3. Dairemizin 13.10.2020 tarihli ve 2020/6085 Esas, 2020/11747 Karar sayılı kesinleşen kararı ve Yargıtay (Kapatılan) 22. Hukuk Dairesinin 03.07.2018 tarihli ve 2018/4212 Esas, 2018/16536 Karar sayılı kararları birlikte değerlendirildiğinde; davalı Kurumla ilgili olarak ilk kararda davacının da çalıştığı alt işveren şirketlerden... İnş. Tem. Ltd. Şti, ... Nak. İnş. Ltd. Şti, ... Yemek Tem. Ltd. Şti. ve... İnş. Taah. Tic. Ltd. Şti. hakkında 08.03.2013 tarihinde açılan davada tüm dönem için muvazaanın kabulü yönünde verilen karara karşı davalının istinaf başvurusunun esastan reddine karar verilmiş, Bölge Adliye Mahkemesi kararı Dairemizce onanmıştır. İkinci hükümde ise davalı Kurum için 15.01.2013 tarihinden sonra yapılan ihalelerin kural olarak muvazaalı olmadığı tespitine yer verilmiştir.
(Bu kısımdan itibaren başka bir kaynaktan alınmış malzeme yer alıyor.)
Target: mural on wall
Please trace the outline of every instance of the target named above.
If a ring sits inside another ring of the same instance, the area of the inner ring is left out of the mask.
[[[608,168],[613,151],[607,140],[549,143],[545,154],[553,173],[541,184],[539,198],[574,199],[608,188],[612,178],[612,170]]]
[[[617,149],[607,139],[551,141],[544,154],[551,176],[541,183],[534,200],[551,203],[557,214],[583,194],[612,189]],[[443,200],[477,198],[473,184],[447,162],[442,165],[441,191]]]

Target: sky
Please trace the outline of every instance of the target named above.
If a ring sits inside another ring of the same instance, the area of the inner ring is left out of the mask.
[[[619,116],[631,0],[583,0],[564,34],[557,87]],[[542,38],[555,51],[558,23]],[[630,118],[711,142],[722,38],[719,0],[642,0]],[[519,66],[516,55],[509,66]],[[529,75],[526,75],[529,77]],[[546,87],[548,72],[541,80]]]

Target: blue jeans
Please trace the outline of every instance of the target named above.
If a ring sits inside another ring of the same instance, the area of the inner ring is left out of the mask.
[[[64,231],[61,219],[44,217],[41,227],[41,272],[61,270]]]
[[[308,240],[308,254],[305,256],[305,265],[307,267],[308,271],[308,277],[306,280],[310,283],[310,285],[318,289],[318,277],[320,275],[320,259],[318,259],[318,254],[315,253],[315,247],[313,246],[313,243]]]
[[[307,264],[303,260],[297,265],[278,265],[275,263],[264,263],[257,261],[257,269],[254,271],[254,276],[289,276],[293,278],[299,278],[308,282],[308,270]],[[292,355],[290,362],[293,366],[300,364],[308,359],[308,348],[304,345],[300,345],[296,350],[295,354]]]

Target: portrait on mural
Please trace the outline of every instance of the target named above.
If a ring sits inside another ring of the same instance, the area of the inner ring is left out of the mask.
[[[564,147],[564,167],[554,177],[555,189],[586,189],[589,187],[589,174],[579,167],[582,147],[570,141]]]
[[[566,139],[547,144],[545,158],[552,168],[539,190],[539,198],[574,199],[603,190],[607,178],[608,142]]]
4. Somut uyuşmazlıkta; dosyadaki kayıtlara göre davacı 05.01.2010-16.01.2011 tarihleri arasında ... Ltd. Şirketinde, 17.01.2011-12.02.2012 tarihleri arasında ... Nakl. Ltd. Şirketinde, 03.01.2012-31.01.2013 tarihleri arasında giriş çıkış yapılarak... İnş. Tem. Ltd. Şirketinde çalıştığından, belirtilen dönemlerin tamamı muvazaalı kabul edilmelidir. 01.02.2013 tarihinden itibaren başlayan yeni dönemde ise muvazaa olmadığı kabul edilerek sonuca gidilmelidir. Bu yön göz önünde bulundurulmadan yazılı şekilde sonuca gidilmesi hatalı olup bozmayı gerektirmiştir.
VI. KARAR
Açıklanan sebeplerle;
Temyiz olunan İlk Derece Mahkemesi kararının BOZULMASINA,
Peşin alınan temyiz karar harcının istek hâlinde ilgiliye iadesine,
Dosyanın kararı veren İlk Derece Mahkemesine, bozma kararının bir örneğinin kararı veren Bölge Adliye Mahkemesine gönderilmesine,
29.06.2022 tarihinde oy birliğiyle karar verildi.